I am trying to save and load a pandas DataFrame including MultiIndex (2 levels of indexing) for the columns. I have issues to save and load the DataFrame (I want to have exactly the same dataframe when I reload it if possible)
My dataframe looks like this:
> df.head()
A B
sp start end sp start end
0 V5894_1 243 251 V5894_1 243 251
1 V5894_1 244 252 V5894_1 244 252
2 V5894_1 244 252 V5894_1 244 252
3 V3246_0 28 36 V3246_0 28 36
4 V3246_0 29 37 V3246_0 29 37
What I tried for now is the regular df.to_csv("test.csv") and load it after with df.read_csv("test.csv",index_col=[0,1]).

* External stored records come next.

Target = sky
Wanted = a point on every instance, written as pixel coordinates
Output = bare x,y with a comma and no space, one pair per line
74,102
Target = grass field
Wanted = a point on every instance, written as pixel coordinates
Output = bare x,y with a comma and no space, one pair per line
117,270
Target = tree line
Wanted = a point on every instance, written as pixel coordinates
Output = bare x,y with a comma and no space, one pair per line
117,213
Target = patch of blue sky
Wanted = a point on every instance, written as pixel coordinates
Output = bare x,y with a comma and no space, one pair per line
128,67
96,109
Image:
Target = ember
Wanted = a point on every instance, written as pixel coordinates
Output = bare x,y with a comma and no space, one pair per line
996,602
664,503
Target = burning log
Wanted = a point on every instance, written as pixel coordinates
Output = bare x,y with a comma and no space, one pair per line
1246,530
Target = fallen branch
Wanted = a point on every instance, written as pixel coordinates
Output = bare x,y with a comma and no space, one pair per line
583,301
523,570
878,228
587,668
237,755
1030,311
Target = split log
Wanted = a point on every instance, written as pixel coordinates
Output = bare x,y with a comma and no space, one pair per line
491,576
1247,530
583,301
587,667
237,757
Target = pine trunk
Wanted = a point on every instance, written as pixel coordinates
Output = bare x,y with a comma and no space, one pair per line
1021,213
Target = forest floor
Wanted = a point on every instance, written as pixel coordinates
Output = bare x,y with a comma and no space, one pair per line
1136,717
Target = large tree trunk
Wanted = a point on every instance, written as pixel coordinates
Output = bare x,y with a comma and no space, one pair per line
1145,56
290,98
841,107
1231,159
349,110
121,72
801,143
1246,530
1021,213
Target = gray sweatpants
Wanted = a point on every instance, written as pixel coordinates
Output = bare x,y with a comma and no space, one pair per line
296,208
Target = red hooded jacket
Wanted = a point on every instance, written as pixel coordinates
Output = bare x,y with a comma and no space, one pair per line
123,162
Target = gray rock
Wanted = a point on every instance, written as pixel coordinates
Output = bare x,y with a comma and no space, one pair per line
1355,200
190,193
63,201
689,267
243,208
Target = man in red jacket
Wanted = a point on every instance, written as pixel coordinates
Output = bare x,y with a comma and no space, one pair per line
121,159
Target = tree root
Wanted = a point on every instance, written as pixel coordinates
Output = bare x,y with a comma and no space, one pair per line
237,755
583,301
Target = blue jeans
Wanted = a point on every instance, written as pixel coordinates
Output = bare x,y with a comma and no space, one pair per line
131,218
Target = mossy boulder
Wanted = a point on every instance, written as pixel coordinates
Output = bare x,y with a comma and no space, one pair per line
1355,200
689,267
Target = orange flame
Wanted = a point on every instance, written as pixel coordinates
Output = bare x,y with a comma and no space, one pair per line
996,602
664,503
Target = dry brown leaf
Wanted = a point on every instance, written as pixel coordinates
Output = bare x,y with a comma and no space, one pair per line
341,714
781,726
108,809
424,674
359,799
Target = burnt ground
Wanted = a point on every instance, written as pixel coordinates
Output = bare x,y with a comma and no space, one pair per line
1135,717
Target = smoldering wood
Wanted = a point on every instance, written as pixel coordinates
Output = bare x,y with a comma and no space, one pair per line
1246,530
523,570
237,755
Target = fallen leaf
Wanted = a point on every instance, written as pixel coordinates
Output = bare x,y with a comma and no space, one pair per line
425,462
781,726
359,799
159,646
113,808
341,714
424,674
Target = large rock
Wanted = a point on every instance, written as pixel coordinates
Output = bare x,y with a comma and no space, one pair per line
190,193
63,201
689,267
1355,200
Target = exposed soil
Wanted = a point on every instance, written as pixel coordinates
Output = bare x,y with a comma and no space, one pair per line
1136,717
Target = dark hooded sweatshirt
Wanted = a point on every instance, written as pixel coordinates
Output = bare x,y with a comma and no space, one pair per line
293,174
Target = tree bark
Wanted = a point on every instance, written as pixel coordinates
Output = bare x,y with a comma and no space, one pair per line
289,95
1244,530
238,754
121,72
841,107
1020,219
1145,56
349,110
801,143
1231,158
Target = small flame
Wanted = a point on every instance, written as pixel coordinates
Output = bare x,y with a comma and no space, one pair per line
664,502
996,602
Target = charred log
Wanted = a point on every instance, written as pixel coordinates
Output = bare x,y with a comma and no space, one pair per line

When I save it, the .csv files looks like this:
,A,A,A,B,B,B
,sp,start,end,sp,start,end
0,V5894_1,243,251,V5894_1,243,251
1,V5894_1,244,252,V5894_1,244,252
2,V5894_1,244,252,V5894_1,244,252
3,V3246_0,28,36,V3246_0,28,36
So I already feel like the structure might already be a bit broken.
When I load it with the previous command, I get:
A.1 A.2 B B.1 B.2
A
NaN sp start end sp start end
0.0 V5894_1 243 251 V5894_1 243 251
1.0 V5894_1 244 252 V5894_1 244 252
2.0 V5894_1 244 252 V5894_1 244 252
3.0 V3246_0 28 36 V3246_0 28 36
As you can see, I lost my MultiIndex column structure.
I also tried to load with
pd.read_csv("test.csv",index_col=0)
But I still don't get the expect result:
A A.1 A.2 B B.1 B.2
NaN sp start end sp start end
0.0 V5894_1 243 251 V5894_1 243 251
1.0 V5894_1 244 252 V5894_1 244 252
2.0 V5894_1 244 252 V5894_1 244 252
3.0 V3246_0 28 36 V3246_0 28 36
My questions are:
Is there a way to save and load simply?
If not, what is the best way to restore the structure I had previously
header = [0,1]. While saving if index is a range useindex = None.